Bitcoin Nears $11,000 as Yuan Fall on China Tariffs – Trustnodes

Bitcoin Nears $11,000 as Yuan Fall on China Tariffs


Shanghai port

Bitcoin has risen by about $1,000 in the past three days to now stand at $10,800 once again.

The rise of about 10% looks like a reversal, with bitcoin perhaps to continue maybe another slow attempt to take $14,000.

Bitcoin price, August 2019
Bitcoin price, August 2019

The above recent pattern looks a bit like mid May where there was a drop, then another attempt to rise, followed by another drop which turned out to be a cup and handle.

That may be because at resistance levels traders are probably taking profits, with $14,000 being a clear resistance line.
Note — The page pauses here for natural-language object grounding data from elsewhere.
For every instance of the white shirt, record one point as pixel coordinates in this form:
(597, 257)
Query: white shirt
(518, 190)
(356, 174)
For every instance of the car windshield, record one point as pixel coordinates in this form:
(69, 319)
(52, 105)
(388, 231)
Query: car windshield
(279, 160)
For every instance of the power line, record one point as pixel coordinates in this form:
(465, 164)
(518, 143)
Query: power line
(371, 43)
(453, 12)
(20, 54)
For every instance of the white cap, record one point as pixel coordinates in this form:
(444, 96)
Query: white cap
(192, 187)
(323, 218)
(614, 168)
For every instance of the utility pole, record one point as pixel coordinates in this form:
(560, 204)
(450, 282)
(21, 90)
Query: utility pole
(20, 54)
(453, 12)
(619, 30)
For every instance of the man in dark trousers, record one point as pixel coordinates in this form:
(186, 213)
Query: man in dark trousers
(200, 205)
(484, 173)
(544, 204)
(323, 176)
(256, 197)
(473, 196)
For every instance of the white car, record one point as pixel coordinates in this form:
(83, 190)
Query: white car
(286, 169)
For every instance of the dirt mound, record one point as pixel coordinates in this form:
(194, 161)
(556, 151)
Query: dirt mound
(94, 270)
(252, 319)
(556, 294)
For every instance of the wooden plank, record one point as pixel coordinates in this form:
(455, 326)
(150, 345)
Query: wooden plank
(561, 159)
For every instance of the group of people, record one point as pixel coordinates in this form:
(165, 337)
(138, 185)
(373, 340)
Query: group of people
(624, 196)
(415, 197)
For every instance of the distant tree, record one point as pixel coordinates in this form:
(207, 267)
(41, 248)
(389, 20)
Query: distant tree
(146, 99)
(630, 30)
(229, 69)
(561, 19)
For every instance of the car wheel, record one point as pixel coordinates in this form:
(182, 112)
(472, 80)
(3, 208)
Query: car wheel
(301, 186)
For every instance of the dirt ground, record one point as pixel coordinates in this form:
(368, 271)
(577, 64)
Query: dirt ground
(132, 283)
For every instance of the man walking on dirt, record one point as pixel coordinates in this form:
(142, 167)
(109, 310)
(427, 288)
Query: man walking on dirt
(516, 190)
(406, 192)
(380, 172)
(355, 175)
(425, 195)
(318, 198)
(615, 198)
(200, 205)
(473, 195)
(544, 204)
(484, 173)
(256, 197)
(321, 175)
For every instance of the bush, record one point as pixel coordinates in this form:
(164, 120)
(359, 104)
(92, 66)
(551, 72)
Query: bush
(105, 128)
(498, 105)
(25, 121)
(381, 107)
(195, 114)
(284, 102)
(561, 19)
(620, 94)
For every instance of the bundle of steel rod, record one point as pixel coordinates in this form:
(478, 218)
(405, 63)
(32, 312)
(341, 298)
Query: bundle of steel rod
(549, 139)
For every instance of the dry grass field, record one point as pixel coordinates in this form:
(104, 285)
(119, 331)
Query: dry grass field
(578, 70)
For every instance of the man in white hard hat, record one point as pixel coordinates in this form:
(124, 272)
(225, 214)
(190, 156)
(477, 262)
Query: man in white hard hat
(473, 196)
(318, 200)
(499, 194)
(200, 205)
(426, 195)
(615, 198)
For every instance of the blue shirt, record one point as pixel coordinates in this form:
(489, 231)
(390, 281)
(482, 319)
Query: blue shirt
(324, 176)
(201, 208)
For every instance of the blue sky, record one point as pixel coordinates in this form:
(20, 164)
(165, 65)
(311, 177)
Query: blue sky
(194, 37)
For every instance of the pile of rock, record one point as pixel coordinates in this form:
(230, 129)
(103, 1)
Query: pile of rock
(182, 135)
In the meantime, if it rises, then the bull pressure builds up, with one reason for it perhaps being China’s Yuan (CNY) which has dropped against the dollar.

USD/CNY, August 2019
USD/CNY, August 2019

Trump has imposed a 10% import tax on $300 billion worth of Chinese goods, adding to the previous 25% tariffs on an additional $250 billion.

Meaning all Chinese goods are now being taxed, with China in turn taxing all US goods, some $120 billion, with a 25% import tax.

What this will do to trade between the two countries and perhaps relations, remains to be seen, but the result for CNY has been a clear jump in one of the biggest green candle since May.

CNY is nearing 7 to the dollar, with it appearing to have escaped the sideways to now maybe form a new trend.

That can have an effect on bitcoin if markets anticipate a further devaluation of Chinese money as residents there might scramble to preserve some value through bitcoin.

In anticipation of such scramble, others might front-run, with it unclear now whether Trump will widen the tariffs agenda particularly to Europe.

The latter might have more leverage than China because they tend to consume US goods, particularly tech services like social media.

A trade war with Europe, therefore, could damage America both economically and otherwise while potentially strengthening the European economy especially where digital services are concerned.

So it’s not clear whether Trump would want to potentially get bruised while sort of in a campaign mode with the US elections now not that far away.

Nor is it clear whether these tariffs are working, with them seemingly bringing little revenue so far and with the recent growth seemingly being more due to debt fueled tax cuts that transfer explicit and progressive taxation to very regressive taxation through inflationary monetary supply.

Then there’s crashing pound due to potentially no deal brexit, with the global monetary picture appearing to be quite favorable for further bitcoin growth.